How do you test the series `Sigma 1/(n!)` from n is `[0,oo)` for convergence?

Answer 1

Use the ratio test to show the series' convergence.

Explanation:

We will use the ratio test. The ratio test says that the for the series `suma_n`, we can make a determination about its convergence by taking `L=lim_(ararroo)abs(a_(n+1)/a_n)`. Examine the value of `L`:

• If `L>1`, then `suma_n` is divergent.
• If `L=1`, then the test is inconclusive.
• If `L<1`, then `suma_n` is (absolutely) convergent.

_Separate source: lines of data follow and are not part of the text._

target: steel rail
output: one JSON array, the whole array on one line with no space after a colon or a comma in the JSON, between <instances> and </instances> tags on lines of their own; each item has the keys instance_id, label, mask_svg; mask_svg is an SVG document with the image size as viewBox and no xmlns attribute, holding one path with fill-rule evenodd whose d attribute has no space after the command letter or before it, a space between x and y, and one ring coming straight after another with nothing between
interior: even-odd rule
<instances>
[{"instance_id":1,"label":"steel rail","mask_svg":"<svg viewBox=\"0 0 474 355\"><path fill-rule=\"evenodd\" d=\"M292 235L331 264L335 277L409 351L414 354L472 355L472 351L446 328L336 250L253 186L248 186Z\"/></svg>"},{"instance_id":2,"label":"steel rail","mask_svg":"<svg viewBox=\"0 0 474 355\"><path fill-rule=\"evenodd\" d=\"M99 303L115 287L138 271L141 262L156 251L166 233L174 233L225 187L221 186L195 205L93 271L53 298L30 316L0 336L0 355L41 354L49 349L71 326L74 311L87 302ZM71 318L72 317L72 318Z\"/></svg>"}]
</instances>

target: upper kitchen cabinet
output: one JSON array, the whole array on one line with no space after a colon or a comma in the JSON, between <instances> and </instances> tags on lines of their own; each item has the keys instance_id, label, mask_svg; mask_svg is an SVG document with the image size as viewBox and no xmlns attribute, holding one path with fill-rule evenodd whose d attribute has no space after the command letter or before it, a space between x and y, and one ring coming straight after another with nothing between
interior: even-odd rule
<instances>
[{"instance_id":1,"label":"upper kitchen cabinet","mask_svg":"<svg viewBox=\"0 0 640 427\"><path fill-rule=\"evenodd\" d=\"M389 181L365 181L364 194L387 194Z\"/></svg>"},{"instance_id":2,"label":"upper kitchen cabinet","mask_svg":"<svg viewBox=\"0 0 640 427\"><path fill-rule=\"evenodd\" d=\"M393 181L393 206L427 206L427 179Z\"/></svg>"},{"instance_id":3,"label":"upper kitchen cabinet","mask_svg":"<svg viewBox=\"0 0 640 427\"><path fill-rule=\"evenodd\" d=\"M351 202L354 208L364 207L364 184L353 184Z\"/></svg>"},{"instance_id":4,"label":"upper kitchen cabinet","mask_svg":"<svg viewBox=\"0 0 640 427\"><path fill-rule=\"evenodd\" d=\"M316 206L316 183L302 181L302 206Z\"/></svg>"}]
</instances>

So for the series `sum_(n=0)^oo1/(n!)` we let `a_n=1/(n!)`. Then we see that

`L=lim_(nrarroo)abs((1/((n+1)!))/(1/(n!)))=lim_(nrarroo)abs((n!)/((n+1)!))`

This takes recalling a little bit about factorial. The definition of factorial states that `(n+1)! =(n+1)(n!)`, similar to how `7! = 7*6!`. Thus:

`L=lim_(nrarroo)abs((n!)/((n+1)(n!)))=lim_(nrarroo)abs(1/(n+1))=0`

Since `L=0` and therefore `L<1`, we see that `suma_n=sum_(n=0)^oo1/(n!)` is convergent through the ratio test.